Transaction Lifecycle

States

State Description
Active Transaction is in progress, can read and write
Committed Transaction completed successfully, changes visible
Aborted Transaction was rolled back, changes discarded

Best Practices

  1. Keep transactions short: Long transactions increase conflict probability
  2. Batch related changes: Group related writes in a single transaction
  3. Handle conflicts gracefully: Implement retry logic for write conflicts
  4. Use auto-commit for single operations: Simpler and equally safe
  5. Don't hold transactions open during user interaction: Risk of blocking GC

API Reference

Python

# Start explicit transaction
tx = db.begin_transaction()

# Execute within transaction
result = tx.execute("MATCH (n) RETURN n")

# Commit changes
tx.commit()

# Or rollback
tx.rollback()

# Context manager (auto-rollback on exception)
with db.begin_transaction() as tx:
    tx.execute("CREATE (n:Test)")
    tx.commit()

Rust

// Start transaction
let tx_id = session.begin_transaction()?;

// Execute queries
let result = session.execute("MATCH (n) RETURN n")?;

// Commit
session.commit()?;

// Or rollback
session.rollback()?;

Garbage Collection

Grafeo automatically garbage collects old transaction metadata and version chains:

  • Aborted transactions are cleaned up immediately
  • Committed transaction metadata is retained until no active transaction can see it
  • Version chains are pruned based on the oldest active transaction's start epoch

This happens automatically; no manual intervention is needed.

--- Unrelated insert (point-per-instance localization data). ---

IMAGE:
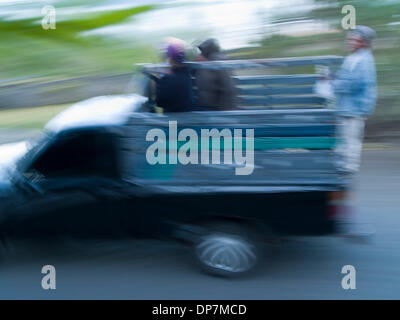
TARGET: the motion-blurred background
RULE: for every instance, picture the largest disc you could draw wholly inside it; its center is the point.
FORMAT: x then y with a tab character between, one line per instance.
96	42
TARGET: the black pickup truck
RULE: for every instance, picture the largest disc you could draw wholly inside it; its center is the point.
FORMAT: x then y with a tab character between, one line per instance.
92	172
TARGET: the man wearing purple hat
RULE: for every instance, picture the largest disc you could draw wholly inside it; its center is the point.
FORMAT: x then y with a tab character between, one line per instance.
174	90
356	92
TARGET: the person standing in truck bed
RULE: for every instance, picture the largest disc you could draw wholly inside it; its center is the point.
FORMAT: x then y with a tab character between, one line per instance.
174	90
356	92
215	87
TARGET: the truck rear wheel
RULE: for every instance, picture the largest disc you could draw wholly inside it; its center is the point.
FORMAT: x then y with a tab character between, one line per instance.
226	251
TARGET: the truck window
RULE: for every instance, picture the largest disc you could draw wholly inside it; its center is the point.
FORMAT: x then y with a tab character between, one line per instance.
83	154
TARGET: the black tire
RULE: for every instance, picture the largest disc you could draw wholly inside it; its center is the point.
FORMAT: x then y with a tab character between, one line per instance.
226	249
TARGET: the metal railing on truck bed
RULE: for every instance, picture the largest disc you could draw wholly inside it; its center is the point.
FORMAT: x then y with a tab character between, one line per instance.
293	145
261	84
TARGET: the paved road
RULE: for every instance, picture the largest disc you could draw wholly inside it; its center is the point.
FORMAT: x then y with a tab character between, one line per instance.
308	268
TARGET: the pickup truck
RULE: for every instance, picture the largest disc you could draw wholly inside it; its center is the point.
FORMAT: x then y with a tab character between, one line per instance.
89	174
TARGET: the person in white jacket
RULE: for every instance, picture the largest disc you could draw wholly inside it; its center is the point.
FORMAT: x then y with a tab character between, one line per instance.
355	89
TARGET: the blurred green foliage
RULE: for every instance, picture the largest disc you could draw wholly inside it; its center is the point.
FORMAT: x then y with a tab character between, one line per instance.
27	50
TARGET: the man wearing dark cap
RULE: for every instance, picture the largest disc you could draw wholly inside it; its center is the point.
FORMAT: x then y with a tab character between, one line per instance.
215	87
356	94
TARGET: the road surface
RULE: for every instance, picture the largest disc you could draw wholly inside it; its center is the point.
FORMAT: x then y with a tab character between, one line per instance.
307	268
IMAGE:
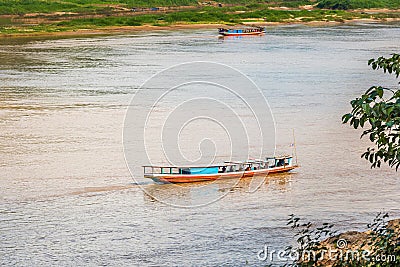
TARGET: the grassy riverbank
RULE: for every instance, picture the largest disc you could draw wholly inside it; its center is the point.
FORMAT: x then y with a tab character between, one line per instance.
36	16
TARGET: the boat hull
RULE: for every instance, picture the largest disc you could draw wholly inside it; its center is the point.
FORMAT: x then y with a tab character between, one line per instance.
241	34
181	178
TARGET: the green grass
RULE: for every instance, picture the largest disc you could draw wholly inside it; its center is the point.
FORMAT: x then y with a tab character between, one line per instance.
355	4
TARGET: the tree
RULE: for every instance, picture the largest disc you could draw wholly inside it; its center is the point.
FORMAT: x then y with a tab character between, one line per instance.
378	112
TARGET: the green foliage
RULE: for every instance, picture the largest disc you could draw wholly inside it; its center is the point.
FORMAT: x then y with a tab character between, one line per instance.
354	4
381	240
378	110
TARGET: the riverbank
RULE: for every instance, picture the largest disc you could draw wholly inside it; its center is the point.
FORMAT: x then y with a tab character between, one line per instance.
182	26
189	17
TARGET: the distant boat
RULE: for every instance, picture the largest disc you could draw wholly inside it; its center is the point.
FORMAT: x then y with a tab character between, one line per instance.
228	170
241	32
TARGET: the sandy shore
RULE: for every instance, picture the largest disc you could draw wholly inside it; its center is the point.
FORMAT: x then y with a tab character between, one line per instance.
128	29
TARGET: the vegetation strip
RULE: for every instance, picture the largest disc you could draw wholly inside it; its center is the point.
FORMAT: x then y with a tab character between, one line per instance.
40	16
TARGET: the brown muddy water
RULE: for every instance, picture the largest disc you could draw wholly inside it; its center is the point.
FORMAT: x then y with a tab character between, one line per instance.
67	196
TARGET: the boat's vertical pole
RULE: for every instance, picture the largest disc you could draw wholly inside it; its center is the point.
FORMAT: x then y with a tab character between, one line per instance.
294	146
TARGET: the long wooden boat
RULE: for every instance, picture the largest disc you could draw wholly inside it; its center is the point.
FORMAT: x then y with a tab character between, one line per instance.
228	170
241	32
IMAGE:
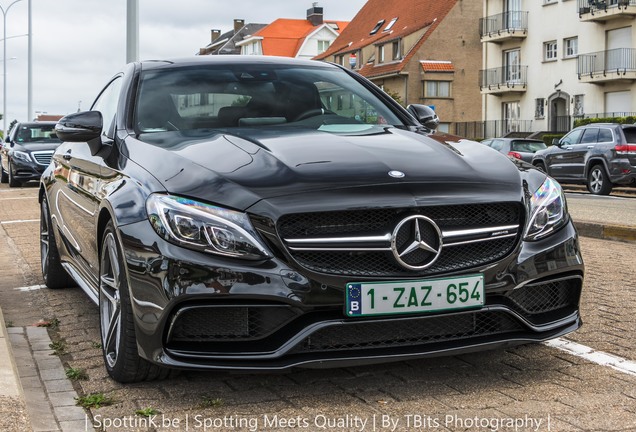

Future: Serializable Isolation

Full Serializable isolation (preventing write skew) is planned for a future release. This will include:

  • Read-write conflict detection
  • Serializable Snapshot Isolation (SSI) implementation
  • Configurable isolation levels per transaction

For now, use the workarounds described above if your application requires serializable semantics.